姜其姝筷子沒握穩,脫手的瞬間傾身去撈,膝蓋不小心撞到郁卓的大腿,剛要往回撤就被一只手牢牢握住,動彈不得。
還有其他人在場,不知道郁卓突然發哪門子瘋,姜其姝不敢聲張,重新坐穩后,抬臉覷他一眼。
“我隨時可以結婚。”郁卓輕描淡寫地說,“只要對方不嫌棄我常在公司歇腳。”
姜其姝不知道這句話有什么好笑的,但母親和郁嘉禾都笑了起來。“連休假都不忘去公司加班,你確實得反省一下了。”郁嘉禾說完又給他盛了一碗雞湯,“真要談戀愛了,可不能老叫人家女孩子等。”
趁桌上其他人談笑風生,注意力都不在自己這里,姜其姝右手探到桌下,使勁掐了一把郁卓的手背。
可惡這個人仿佛沒有痛覺神經,毫無吃痛的反應,只垂眸看了她一眼,這才把覆在她膝上的手掌挪開,更不知道姜其姝一直保持同一個姿勢,腿都要坐麻,還在心里罵他。
吃完飯臨走前,郁嘉禾讓姜其姝等一等,她去隔壁拿點東西。從姜其姝十五歲起,兩家人就門挨著門當了十多年鄰居,直到郁卓和姜其姝畢業之后為了方便上班,才各自從家里搬出去,母親和姐姐則繼續留守在這里。
沒過一會兒,郁嘉禾回到門前,遞給姜其姝兩個牛皮紙袋。
“你上次不是說想吃雪花酥,”郁嘉禾說,“這簡單,網上看著教程自己就能做。”
姜其姝有點驚訝:“謝謝嘉禾姐。”甜點的香氣從紙袋里飄逸出,她喜歡被人記掛的感覺,頰邊牽扯出兩個淺淺的笑窩,“你可真是我親姐。”
郁嘉禾也笑了:“你要是喜歡,我下次再多做點。”說完拍拍郁卓的肩,“路上開車注意安全,到了說一聲。”
姜女士看著姜其姝彎腰換鞋,總忍不住念叨兩句:“讓你學車你不學,每次都讓你郁卓哥哥接送你。等他以后交女朋友了,看你還怎么好意思麻煩人家。”
“我這么大的人了,沒人送還不知道打車?方法總比困難多。”姜其姝覺得母親是在危言聳聽,就跟小時候叫她起床,早上八點都要說成傍晚太陽落山了,“再說了,我們倆誰先脫單還不一定呢。”
“最好是這樣,郁卓你聽到了嗎,姜其姝跟你示威呢。”姜女士笑罵一句,“你也就剩嘴皮子厲害了。”
姜其姝放完狠話沒去看郁卓的表情,想都不用想,肯定還是那副毫無波瀾的模樣,沒意思。
“去哪兒?”下樓上車,郁卓問。
他開車很穩,手握著方向盤,駕駛車輛匯入交織成一片發光血管的主干道。
這是一個彼此都心照不宣的問句,不需要用太多言語挑明。
姜其姝坐在副駕駛上,雙目半闔倚靠著車窗,有些昏昏欲睡:“你家吧,我懶得收拾。

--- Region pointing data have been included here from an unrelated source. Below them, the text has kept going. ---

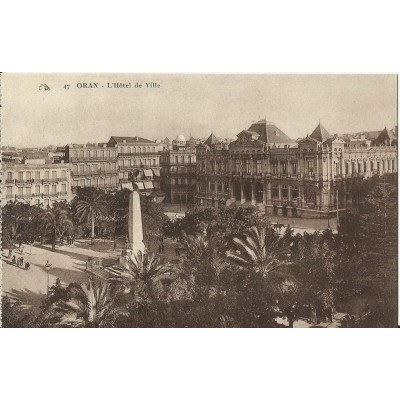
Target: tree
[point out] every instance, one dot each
(313, 268)
(19, 224)
(57, 221)
(259, 249)
(90, 206)
(146, 267)
(97, 304)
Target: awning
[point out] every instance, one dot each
(126, 186)
(139, 185)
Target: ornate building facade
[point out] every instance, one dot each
(178, 172)
(138, 161)
(264, 167)
(38, 183)
(93, 165)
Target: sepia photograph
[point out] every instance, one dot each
(199, 200)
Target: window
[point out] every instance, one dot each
(258, 167)
(275, 191)
(310, 167)
(237, 165)
(284, 191)
(247, 166)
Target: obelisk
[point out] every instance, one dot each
(135, 231)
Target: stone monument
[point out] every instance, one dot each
(135, 229)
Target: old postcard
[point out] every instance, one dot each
(134, 200)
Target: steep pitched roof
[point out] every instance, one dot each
(320, 133)
(269, 132)
(131, 139)
(212, 139)
(386, 134)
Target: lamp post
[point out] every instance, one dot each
(48, 270)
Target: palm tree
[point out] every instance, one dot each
(57, 221)
(90, 205)
(92, 305)
(198, 247)
(146, 267)
(260, 249)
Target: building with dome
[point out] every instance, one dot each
(312, 176)
(178, 171)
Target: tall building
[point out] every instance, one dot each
(264, 167)
(178, 172)
(36, 182)
(93, 165)
(138, 161)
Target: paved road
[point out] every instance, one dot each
(67, 263)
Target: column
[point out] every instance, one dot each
(269, 200)
(264, 193)
(253, 197)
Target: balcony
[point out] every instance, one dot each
(145, 154)
(92, 173)
(97, 159)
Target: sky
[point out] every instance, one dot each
(192, 105)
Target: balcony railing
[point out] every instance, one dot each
(98, 172)
(86, 159)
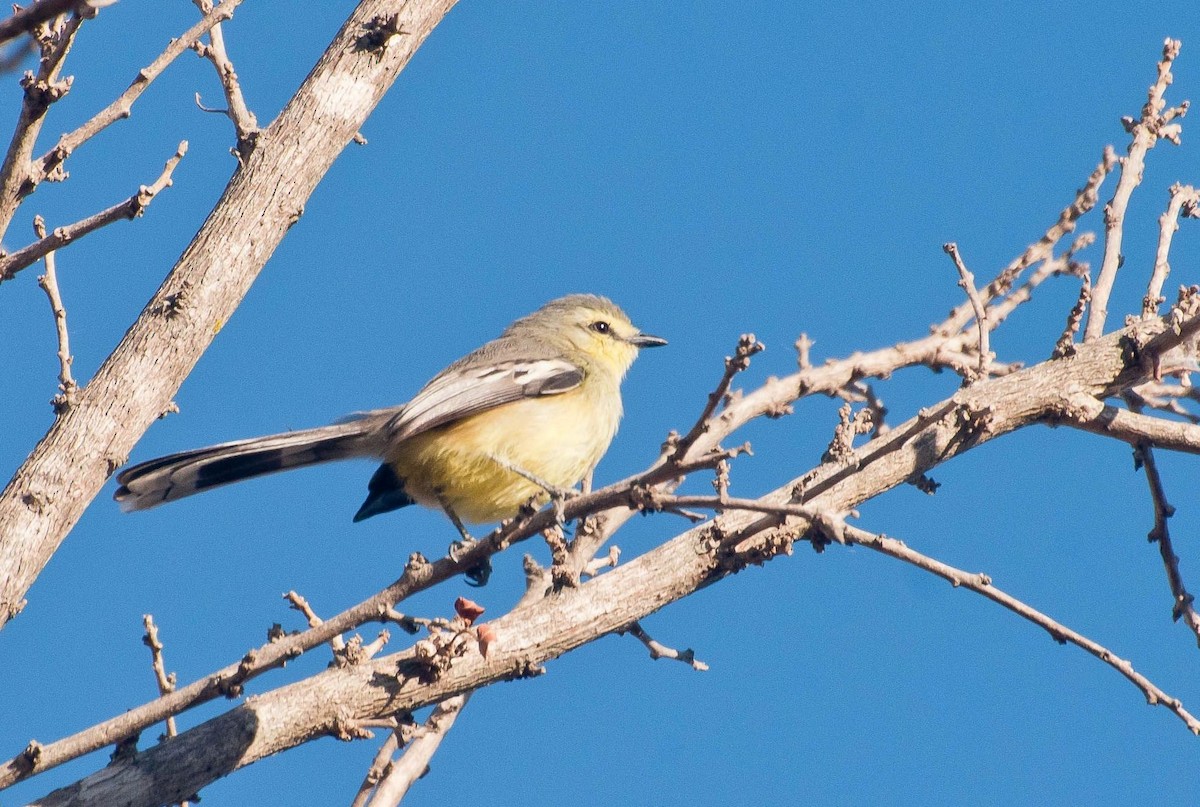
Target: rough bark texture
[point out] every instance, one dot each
(335, 701)
(264, 198)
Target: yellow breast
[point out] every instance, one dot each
(558, 438)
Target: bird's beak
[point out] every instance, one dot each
(646, 340)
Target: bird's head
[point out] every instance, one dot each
(592, 330)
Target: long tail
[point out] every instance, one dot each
(177, 476)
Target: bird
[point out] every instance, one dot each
(519, 420)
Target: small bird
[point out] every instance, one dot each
(525, 417)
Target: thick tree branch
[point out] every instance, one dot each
(973, 416)
(265, 197)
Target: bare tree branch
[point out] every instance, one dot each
(264, 198)
(1153, 124)
(131, 208)
(27, 19)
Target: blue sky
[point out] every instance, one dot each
(715, 169)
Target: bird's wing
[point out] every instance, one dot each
(463, 390)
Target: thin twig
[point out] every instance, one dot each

”
等待紅綠燈的間隙,郁卓脫下西裝外套遞給她,姜其姝接過蓋在身上,一路無話。
本以為會在車上睡著,沒想到意識一直清明到車輛駛入地下停車場。姜其姝對郁卓的公寓并不陌生,熟門熟路進屋開燈,屋內擺設還是跟她上次來的時候差不多,干凈整潔,跟樣板間似的。
說來也奇怪,平時姜其姝面對郁卓,總隱隱感到不自在。大概是忐忑自己的言行有沒有透露出多余信息,也在意他怎樣看自己。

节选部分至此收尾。